Anyway…..Marta Silver, aka “Extra Grandma” is coming to visit me. She’s here from Pennsylvania for the Sunstone Symposium, which I’m dying to attend. But I have work, so she’s not only flying all the way from PA, she’s driving down south to go to church with me. So I cleaned out the fridge yesterday (Bill will not throw food out; and he eats a lot of stuff I wouldn’t touch—too old. I say, “you eat it and if you don’t die, I might have some.” We take turns cooking, without rhyme reason, it’s more my turn than his; and cleaning up. When I clean up, I go through and organize quickly and throw stuff out and make room. He puts big bowls of mashed potatoes on top of all the salsa and pickle jars on the top shelf and shoves the new stuff on shelves in front of old stuff. well, that’s another post, too.).
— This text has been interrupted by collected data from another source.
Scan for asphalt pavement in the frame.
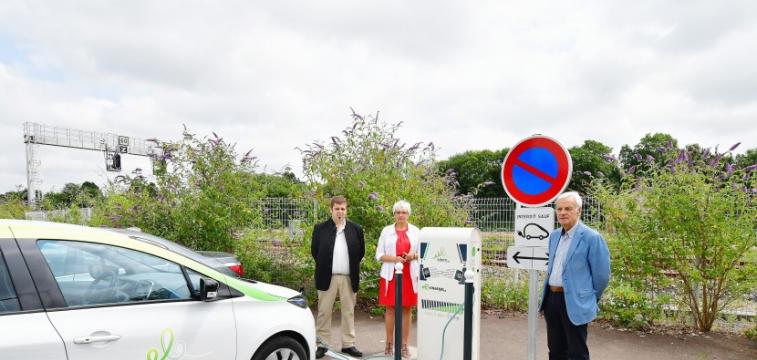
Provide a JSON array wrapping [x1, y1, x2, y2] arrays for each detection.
[[315, 309, 756, 360]]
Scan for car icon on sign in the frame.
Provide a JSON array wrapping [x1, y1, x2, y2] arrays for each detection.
[[517, 223, 549, 240]]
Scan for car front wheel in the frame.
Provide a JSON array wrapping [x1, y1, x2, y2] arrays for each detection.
[[252, 336, 307, 360]]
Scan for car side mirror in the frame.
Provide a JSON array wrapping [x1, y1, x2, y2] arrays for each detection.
[[200, 278, 219, 302]]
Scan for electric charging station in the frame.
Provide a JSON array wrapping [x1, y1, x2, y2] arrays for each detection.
[[417, 227, 482, 360]]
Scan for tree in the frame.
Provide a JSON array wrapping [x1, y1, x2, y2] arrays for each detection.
[[252, 169, 306, 198], [595, 144, 756, 331], [568, 140, 621, 194], [736, 148, 757, 169], [437, 149, 509, 197], [619, 133, 679, 174], [40, 182, 102, 209], [80, 181, 103, 200]]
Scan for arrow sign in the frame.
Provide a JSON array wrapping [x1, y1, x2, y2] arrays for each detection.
[[507, 246, 549, 271], [512, 251, 548, 264]]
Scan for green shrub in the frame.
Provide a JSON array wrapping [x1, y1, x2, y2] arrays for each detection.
[[481, 276, 529, 312], [0, 197, 27, 219], [299, 110, 469, 307], [594, 146, 757, 332], [599, 280, 665, 330], [91, 130, 263, 252], [745, 323, 757, 341]]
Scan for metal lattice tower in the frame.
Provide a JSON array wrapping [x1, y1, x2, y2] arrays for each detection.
[[23, 122, 163, 207]]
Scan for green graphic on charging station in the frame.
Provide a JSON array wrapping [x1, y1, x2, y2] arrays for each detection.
[[146, 328, 175, 360]]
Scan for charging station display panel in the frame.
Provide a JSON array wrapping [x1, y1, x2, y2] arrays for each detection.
[[418, 227, 482, 360]]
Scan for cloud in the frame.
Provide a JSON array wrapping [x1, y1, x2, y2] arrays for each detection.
[[0, 0, 755, 193]]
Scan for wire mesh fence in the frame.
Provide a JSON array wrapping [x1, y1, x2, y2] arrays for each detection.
[[250, 196, 602, 267]]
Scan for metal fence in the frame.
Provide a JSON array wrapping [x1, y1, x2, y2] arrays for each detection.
[[253, 196, 602, 266]]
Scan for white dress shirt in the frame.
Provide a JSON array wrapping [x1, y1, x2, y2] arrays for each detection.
[[548, 223, 579, 287], [331, 222, 350, 275]]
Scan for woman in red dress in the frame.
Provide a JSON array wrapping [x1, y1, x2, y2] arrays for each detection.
[[375, 200, 419, 357]]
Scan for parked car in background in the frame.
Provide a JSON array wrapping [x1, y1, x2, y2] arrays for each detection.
[[110, 228, 245, 277]]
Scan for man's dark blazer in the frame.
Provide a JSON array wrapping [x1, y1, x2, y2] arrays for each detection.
[[311, 218, 365, 292]]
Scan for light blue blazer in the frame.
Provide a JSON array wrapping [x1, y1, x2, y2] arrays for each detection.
[[540, 221, 611, 325]]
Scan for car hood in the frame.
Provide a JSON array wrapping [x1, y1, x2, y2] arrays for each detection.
[[225, 276, 300, 301]]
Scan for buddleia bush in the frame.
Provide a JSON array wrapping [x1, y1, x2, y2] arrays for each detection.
[[595, 143, 756, 331], [91, 129, 263, 252], [299, 110, 469, 305]]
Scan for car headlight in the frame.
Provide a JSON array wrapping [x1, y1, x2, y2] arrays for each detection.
[[287, 295, 308, 309]]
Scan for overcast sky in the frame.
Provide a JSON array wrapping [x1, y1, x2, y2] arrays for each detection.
[[1, 1, 756, 193]]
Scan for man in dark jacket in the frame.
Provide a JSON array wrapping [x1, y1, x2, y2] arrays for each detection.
[[312, 196, 365, 358]]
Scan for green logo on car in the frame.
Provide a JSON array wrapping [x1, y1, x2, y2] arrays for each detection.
[[146, 328, 174, 360]]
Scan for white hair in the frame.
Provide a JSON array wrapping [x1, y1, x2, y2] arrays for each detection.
[[392, 200, 412, 215], [555, 191, 582, 209]]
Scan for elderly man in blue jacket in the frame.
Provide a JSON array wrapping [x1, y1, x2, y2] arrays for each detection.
[[540, 191, 611, 360]]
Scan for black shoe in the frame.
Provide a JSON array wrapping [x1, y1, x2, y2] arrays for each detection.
[[341, 346, 363, 357], [316, 346, 328, 358]]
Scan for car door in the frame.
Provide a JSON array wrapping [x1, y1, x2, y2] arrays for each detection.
[[23, 238, 237, 360], [0, 232, 67, 359]]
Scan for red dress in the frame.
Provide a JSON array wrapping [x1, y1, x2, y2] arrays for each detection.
[[379, 229, 418, 307]]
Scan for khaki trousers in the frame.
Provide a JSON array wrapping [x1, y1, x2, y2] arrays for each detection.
[[316, 274, 357, 348]]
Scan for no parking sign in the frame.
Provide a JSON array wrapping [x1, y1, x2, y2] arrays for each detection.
[[500, 135, 572, 207]]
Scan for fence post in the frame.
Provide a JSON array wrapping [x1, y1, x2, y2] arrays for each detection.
[[313, 198, 318, 224], [394, 262, 403, 360]]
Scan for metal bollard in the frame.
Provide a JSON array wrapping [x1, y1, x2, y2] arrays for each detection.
[[463, 270, 474, 360], [394, 262, 403, 360]]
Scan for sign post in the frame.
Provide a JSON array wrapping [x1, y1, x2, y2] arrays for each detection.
[[501, 135, 572, 360]]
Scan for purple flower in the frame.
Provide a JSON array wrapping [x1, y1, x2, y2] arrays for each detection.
[[582, 171, 592, 176], [602, 154, 617, 162], [368, 192, 379, 201], [745, 164, 757, 172], [376, 205, 385, 211], [674, 150, 686, 165], [628, 165, 636, 174], [709, 154, 723, 166], [646, 155, 655, 164], [729, 142, 741, 152], [634, 153, 642, 162], [725, 163, 735, 175]]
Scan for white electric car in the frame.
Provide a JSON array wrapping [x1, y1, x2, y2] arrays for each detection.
[[0, 220, 315, 360]]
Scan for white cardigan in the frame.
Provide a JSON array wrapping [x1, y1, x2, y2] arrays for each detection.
[[375, 223, 420, 296]]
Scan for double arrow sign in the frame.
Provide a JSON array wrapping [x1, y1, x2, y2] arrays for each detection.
[[507, 246, 549, 271], [511, 251, 548, 264]]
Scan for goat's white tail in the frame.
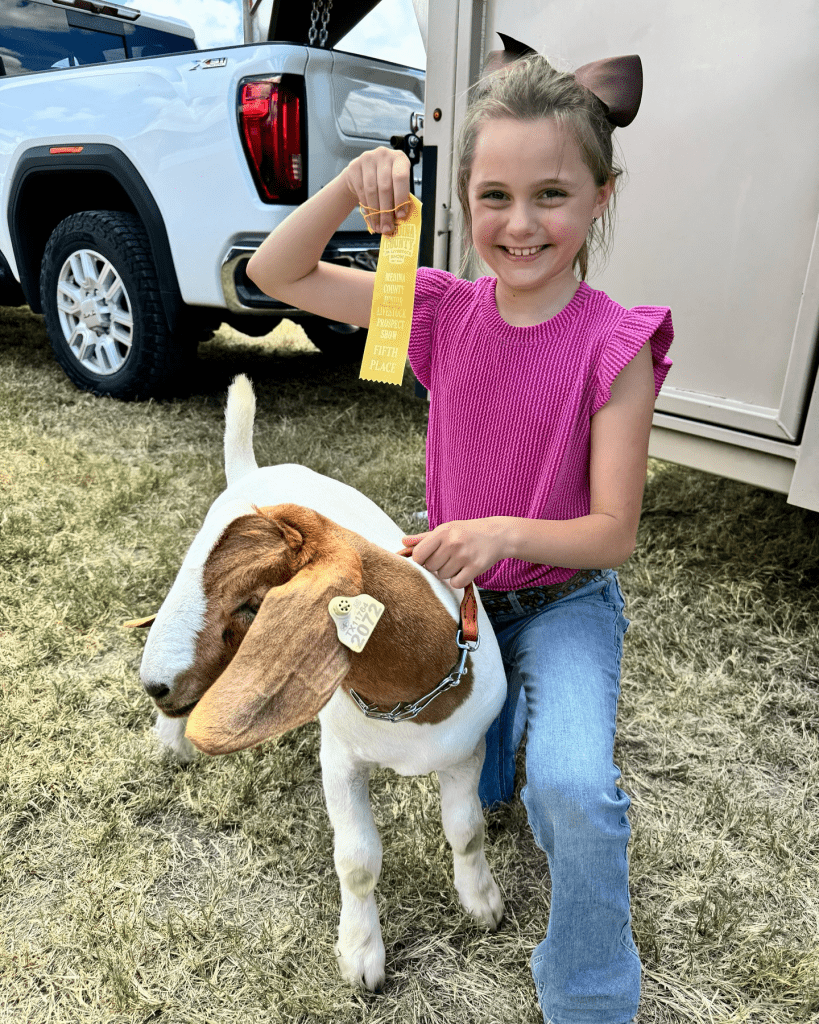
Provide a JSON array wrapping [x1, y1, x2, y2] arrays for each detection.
[[224, 375, 259, 486]]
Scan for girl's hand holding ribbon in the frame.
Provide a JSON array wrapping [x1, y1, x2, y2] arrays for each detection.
[[342, 146, 412, 235]]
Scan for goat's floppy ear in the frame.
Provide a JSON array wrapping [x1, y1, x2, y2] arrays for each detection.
[[185, 552, 363, 755]]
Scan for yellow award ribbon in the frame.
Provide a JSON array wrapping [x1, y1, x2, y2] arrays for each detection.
[[359, 193, 422, 385]]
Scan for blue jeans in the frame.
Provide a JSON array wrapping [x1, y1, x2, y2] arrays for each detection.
[[478, 569, 640, 1024]]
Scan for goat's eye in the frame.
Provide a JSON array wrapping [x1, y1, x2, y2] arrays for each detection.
[[222, 600, 259, 645], [232, 599, 260, 621]]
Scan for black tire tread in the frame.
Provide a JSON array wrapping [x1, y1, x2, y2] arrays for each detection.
[[40, 210, 187, 400]]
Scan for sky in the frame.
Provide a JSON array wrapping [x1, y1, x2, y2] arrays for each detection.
[[129, 0, 426, 67]]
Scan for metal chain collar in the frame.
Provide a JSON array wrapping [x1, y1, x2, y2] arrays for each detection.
[[308, 0, 333, 47], [348, 629, 480, 723]]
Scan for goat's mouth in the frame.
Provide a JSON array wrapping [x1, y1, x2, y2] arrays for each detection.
[[161, 699, 200, 718]]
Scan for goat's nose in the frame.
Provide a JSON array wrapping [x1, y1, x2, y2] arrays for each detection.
[[143, 681, 171, 699]]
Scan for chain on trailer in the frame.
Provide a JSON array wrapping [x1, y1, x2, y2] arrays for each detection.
[[308, 0, 333, 47]]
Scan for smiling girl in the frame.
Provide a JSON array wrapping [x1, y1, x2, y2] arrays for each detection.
[[247, 47, 673, 1024]]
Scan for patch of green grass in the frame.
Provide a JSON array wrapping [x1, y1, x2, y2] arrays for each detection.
[[1, 306, 817, 1023]]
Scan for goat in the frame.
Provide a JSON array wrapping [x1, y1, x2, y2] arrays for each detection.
[[133, 374, 506, 990]]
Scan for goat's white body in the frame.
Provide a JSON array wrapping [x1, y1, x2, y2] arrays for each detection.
[[143, 376, 507, 989]]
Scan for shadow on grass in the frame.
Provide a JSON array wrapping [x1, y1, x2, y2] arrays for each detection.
[[0, 302, 425, 416]]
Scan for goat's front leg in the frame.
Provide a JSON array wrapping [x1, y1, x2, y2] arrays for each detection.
[[154, 712, 197, 763], [437, 738, 504, 930], [319, 735, 385, 990]]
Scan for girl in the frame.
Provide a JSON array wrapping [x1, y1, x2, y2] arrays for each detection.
[[247, 50, 673, 1024]]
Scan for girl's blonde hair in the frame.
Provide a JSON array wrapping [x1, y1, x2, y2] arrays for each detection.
[[456, 54, 623, 280]]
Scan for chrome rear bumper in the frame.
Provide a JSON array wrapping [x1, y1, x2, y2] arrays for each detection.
[[220, 234, 379, 315]]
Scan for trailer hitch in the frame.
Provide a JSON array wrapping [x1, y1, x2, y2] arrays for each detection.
[[391, 111, 424, 177]]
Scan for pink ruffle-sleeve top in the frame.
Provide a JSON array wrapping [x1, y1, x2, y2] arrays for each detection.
[[408, 268, 674, 590]]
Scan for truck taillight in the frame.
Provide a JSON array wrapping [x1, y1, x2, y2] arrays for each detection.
[[238, 75, 306, 204]]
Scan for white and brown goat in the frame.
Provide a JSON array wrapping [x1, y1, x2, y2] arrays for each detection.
[[133, 374, 506, 990]]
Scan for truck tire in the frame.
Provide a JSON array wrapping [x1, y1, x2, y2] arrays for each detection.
[[40, 210, 185, 400]]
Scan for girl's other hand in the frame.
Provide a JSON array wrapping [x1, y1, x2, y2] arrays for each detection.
[[401, 519, 508, 589], [343, 147, 412, 235]]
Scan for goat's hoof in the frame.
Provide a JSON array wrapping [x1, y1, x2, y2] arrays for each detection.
[[335, 938, 386, 991], [460, 874, 504, 931], [163, 737, 198, 764]]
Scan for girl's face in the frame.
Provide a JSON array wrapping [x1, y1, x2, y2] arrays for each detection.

And we’re cooking steak for Marta. I set them out last night. One pack rib-eye; one pack T-bone. This morning, as he’s fussing around and I’m bleary-eyed on the couch, he comes in and tells me, “I’ll get those steaks out tonight.”
“I did it.” He stops short, pauses, considers if he wants to argue about this and says, “what did you put out?” I tell him. And we have a little nice discussion about steak. I’m determined on this one. I’m having a rib-eye.
The good thing about this is that this type of interaction no longer ends up as grounds for divorce. This is due in part, I’m convinced, because I have a good gynecologist who finally got my hormones balance. And part, is the wake-up call Bill got when I moved out. So, when Marta comes, there will be light, and cool and rib-eye steaks.